The VTR design flow usually consists of three main component applications: ODIN II which compiles Verilog code to a circuit in Berkeley Logic Interchange Format (BLIF), a human-readable graph representation of the circuit; ABC which optimizes the BLIF circuit produced by ODIN II; and VPR which packs, places and routes the optimized circuit on the given FPGA architecture. There are some additional optional tools that can process the VTR output further. For example, the FASM FPGA assembly tool can produce programming bitstreams for some commercial FPGAs (Xilinx Artix and Lattice ice40) at the end of the VTR flow, while the OpenFPGA tool integrates with VTR to produce a standard cell layout of a novel (proposed) FPGA. It is also possible to use different tools for the first (HDL synthesis) stage of the VTR flow; for example the Titan flow uses Quartus to perform the HDL to logic synthesis stage, and then VPR to perform placement and routing, while Symbiflow uses the Yosys synthesis tool followed by VPR placement and routing.

=== ODIN II ===
ODIN II is the HDL compiler of the VTR flow. It transforms a given Verilog code to a BLIF circuit, performs code and circuit optimizations, visualizes circuits, and performs partial mapping of logic to available hard blocks of the given architecture. Also, it can simulate the execution of circuits both for validation as well as power, performance and heat analysis. ODIN II is maintained by the University of New Brunswick.

From the Verilog to Routing website, it is noted: "Odin-II has been deprecated and will be removed in a future version.

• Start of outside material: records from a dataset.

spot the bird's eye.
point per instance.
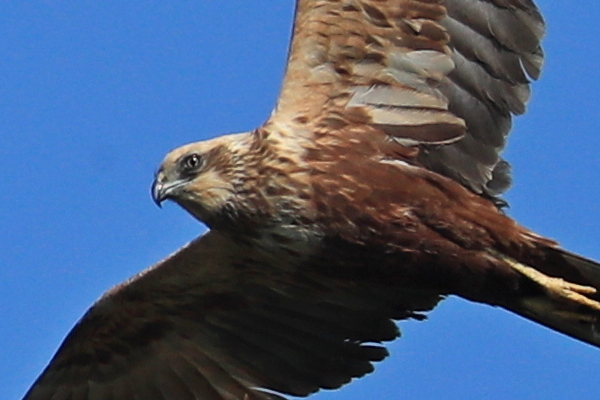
(191, 163)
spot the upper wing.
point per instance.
(442, 74)
(218, 321)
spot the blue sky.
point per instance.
(93, 94)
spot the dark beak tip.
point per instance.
(157, 194)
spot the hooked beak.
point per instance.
(161, 191)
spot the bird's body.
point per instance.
(370, 194)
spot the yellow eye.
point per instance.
(191, 163)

Now VTR uses Parmys as the default frontend which utilizes Yosys as elaborator with partial mapping features enabled."

=== ABC ===
ABC optimizes BLIF circuits by performing logic optimization and technology mapping. ABC is maintained by the University of California, Berkeley.

=== VPR ===
Versatile Place and Route (VPR) is the final component of VTR. Its input is a BLIF circuit, which it packs, places and routes on an input FPGA architecture.

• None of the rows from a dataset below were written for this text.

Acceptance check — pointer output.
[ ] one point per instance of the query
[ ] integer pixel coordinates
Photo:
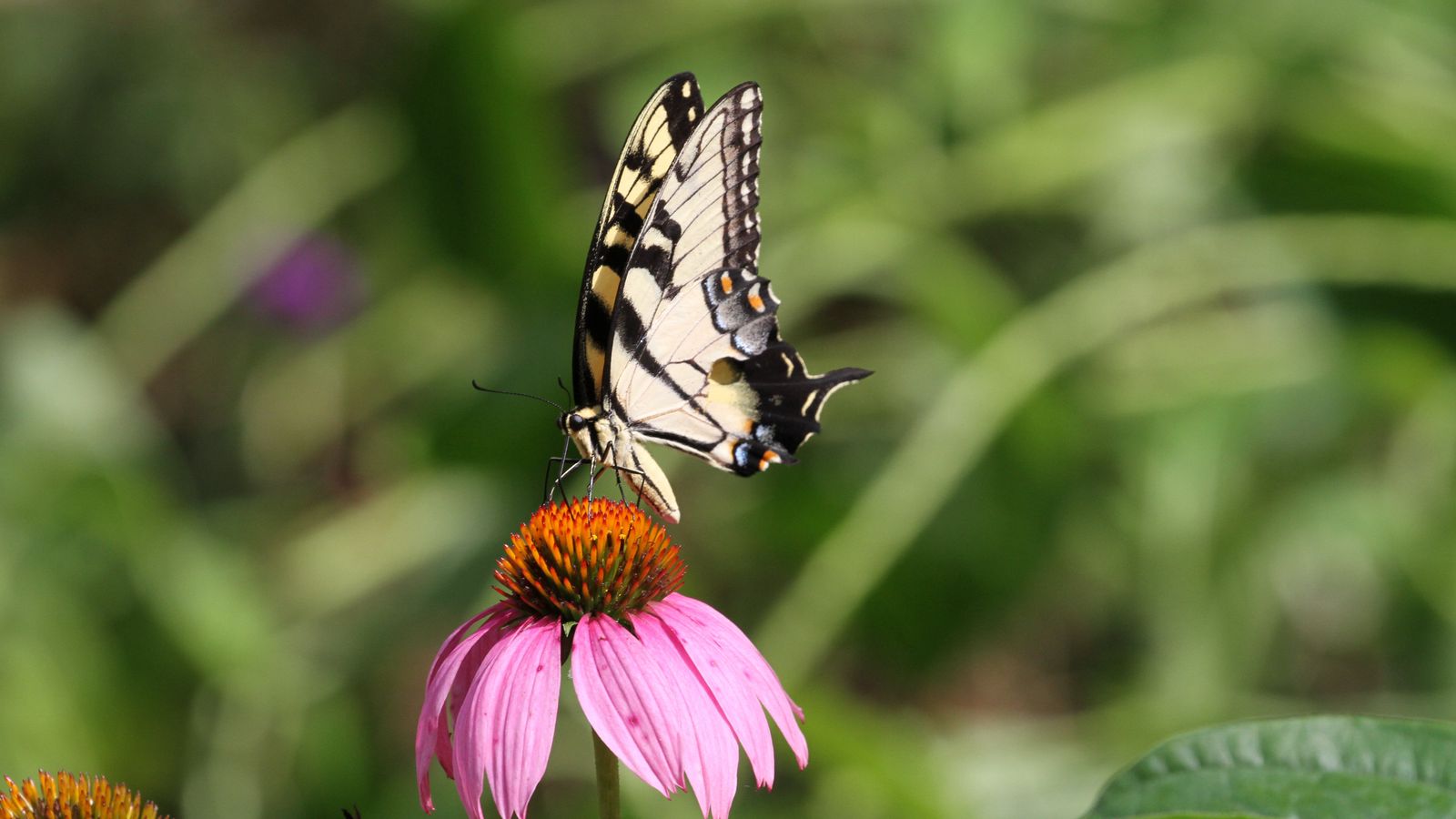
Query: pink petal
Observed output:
(628, 702)
(456, 658)
(743, 663)
(497, 618)
(509, 717)
(723, 680)
(710, 753)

During packing, neighboring and related logic elements of the circuit are clustered together into logic blocks matching the hardware of the FPGA. During placement, these logic blocks as well as hard blocks are assigned to the available hardware resources of the FPGA. Finally, during routing the signal connections between blocks are made. VPR is primarily developed by the University of Toronto, with contributions from many other universities and companies.

=== FASM ===

The FPGA Assembly (genfasm) tool will produce a programming bitstream from a VTR implementation (placement and routing of a circuit) on commercial architectures for which complete VTR architecture files describing the FPGA device have been produced. Currently this includes the Xilinx Artix and Lattice ice40 FPGA families. This tool is primarily developed by Google.